Die US-Regierung stellt die US-Behörde für Entwicklungszusammenarbeit USAID komplett um. Was bedeutet dies für die weltweite Entwicklungshilfe?
Die neue US-Regierung bedroht mit gleichzeitiger Einstellung der Beiträge an zentrale UNO-Organisationen und dem abrupten Finanzierungsstopp bei USAID das globale humanitäre System. Durch präsidiale Durchführungsverordnungen wurden die Auszahlungen von Geldern für laufende Projekte in der Entwicklungszusammenarbeit und humanitären Hilfe der USA weltweit gestoppt. Seit dem 7. Februar 2025, sind weltweit eine Vielzahl der von der Agentur USAID angestellten Mitarbeitenden bis auf Weiteres von ihrer Arbeit freigestellt. Der abrupte Finanzierungsstopp des weltweit grössten humanitären Geldgebers hat fatale Auswirkungen auf Millionen von Menschen in Krisengebieten, die dringend auf überlebenswichtige humanitäre Hilfe angewiesen sind.
Sind auch Projekte betroffen, an welchen Sie beteiligt sind?

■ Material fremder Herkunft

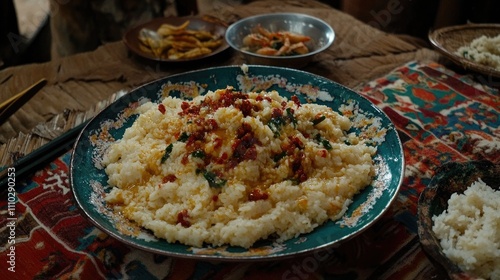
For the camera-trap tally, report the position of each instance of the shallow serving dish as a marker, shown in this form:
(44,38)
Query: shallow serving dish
(89,181)
(217,28)
(322,36)
(453,177)
(448,40)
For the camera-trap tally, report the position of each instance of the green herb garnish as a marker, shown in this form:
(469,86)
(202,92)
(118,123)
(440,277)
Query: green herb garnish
(198,154)
(183,137)
(326,144)
(213,180)
(292,118)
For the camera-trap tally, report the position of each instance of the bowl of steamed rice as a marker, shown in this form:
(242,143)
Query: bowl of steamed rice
(459,214)
(240,164)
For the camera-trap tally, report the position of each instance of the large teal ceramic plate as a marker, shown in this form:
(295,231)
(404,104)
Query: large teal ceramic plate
(88,179)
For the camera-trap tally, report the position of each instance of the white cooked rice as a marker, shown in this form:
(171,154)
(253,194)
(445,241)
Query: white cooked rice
(185,208)
(469,230)
(483,50)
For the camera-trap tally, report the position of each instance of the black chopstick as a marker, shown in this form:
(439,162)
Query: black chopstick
(43,155)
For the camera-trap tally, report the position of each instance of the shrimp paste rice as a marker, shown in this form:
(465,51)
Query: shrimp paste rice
(469,230)
(234,168)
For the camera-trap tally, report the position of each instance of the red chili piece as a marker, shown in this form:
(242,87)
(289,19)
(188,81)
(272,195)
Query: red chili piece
(296,100)
(169,178)
(161,108)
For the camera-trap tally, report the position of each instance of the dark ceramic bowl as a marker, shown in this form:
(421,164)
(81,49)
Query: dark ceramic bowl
(451,178)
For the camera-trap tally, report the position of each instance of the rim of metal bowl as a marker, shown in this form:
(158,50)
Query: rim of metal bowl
(316,51)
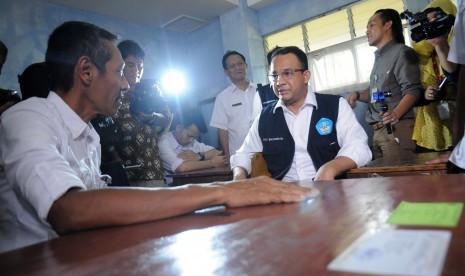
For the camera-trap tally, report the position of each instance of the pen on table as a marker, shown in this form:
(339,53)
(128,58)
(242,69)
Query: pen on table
(211,209)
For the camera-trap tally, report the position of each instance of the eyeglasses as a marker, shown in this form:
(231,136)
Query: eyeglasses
(236,65)
(287,74)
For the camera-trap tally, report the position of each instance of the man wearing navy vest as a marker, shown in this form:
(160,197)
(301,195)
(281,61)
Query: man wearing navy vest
(303,135)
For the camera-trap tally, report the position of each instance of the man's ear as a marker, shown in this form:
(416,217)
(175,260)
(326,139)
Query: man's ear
(388,25)
(85,70)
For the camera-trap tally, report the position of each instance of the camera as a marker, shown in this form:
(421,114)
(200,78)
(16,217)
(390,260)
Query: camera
(426,29)
(148,98)
(380,97)
(9,96)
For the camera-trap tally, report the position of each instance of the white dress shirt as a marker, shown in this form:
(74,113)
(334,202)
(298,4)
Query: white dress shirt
(235,111)
(46,149)
(170,148)
(350,135)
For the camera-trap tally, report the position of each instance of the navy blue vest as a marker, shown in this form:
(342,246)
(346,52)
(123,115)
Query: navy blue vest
(278,144)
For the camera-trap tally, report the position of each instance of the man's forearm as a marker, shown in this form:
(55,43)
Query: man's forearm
(406,103)
(79,210)
(239,173)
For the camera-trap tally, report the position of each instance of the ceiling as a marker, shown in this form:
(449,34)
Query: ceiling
(181,16)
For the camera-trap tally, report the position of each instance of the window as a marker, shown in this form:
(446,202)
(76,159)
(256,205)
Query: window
(339,56)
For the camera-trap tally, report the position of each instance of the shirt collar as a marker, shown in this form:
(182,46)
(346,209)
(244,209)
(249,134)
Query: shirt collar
(75,124)
(238,90)
(385,48)
(310,100)
(172,141)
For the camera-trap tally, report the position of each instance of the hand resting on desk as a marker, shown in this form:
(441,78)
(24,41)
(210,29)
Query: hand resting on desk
(80,209)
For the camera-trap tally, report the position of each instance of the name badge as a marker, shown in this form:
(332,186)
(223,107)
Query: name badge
(324,126)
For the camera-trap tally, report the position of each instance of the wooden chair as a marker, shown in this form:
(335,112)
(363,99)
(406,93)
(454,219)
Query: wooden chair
(259,166)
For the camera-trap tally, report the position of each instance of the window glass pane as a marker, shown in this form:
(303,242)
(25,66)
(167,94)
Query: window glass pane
(290,37)
(361,13)
(333,67)
(328,30)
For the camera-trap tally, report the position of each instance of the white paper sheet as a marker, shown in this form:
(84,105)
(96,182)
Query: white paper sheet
(395,252)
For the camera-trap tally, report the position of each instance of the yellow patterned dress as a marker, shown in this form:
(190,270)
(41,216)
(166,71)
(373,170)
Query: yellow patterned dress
(430,131)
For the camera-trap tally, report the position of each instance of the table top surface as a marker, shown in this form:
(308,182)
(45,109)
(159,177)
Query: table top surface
(225,170)
(406,162)
(278,239)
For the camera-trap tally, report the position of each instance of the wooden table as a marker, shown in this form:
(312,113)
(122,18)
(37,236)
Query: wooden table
(408,164)
(202,176)
(280,239)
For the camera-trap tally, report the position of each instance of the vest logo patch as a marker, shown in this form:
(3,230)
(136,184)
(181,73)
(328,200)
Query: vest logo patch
(271,139)
(324,126)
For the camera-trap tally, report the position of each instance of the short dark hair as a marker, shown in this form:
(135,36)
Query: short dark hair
(188,116)
(33,82)
(228,54)
(270,53)
(70,41)
(392,15)
(301,56)
(130,48)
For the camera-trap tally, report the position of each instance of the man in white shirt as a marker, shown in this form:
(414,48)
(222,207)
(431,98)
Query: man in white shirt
(303,135)
(181,152)
(236,106)
(51,153)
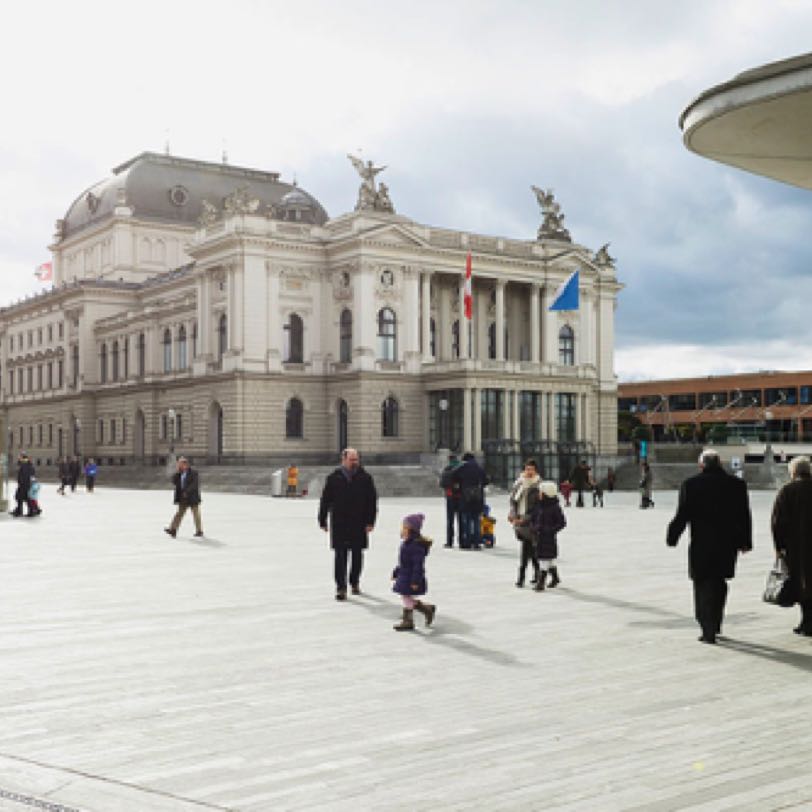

Auch 900’000 Menschen, die in HEKS-Projekten unterstützt werden, sind direkt betroffen. HEKS implementiert USAID-finanzierte Projekte in der Ukraine, in Äthiopien und in der Demokratischen Republik Kongo. Dort leistete HEKS bis anhin humanitäre Hilfe für Menschen in schwer zugänglichen und abgelegenen Regionen sowie in äusserst prekären Lebenssituationen.
Der abrupte Finanzierungsstopp des weltweit grössten humanitären Geldgebers hat fatale Auswirkungen auf Millionen von Menschen in Krisengebieten, die dringend auf überlebenswichtige humanitäre Hilfe angewiesen sind.
Karolina Frischkopf, Direktorin HEKS
Diese Projekte hängen direkt von der Finanzierung durch USAID im Umfang von 7,5 Millionen Franken für 2025 ab. Angesichts der aktuellen Situation ist leider davon auszugehen, dass diese Mittel unwiderruflich ausbleiben. Daher sah sich HEKS gezwungen, die betroffenen Projekte bis auf weiteres zu stoppen und die dringend benötigte humanitäre Unterstützung der betroffenen Gemeinschaften einzustellen. Zudem drohen bis zu 100 HEKS-Mitarbeitende vor Ort ihre Stelle zu verlieren.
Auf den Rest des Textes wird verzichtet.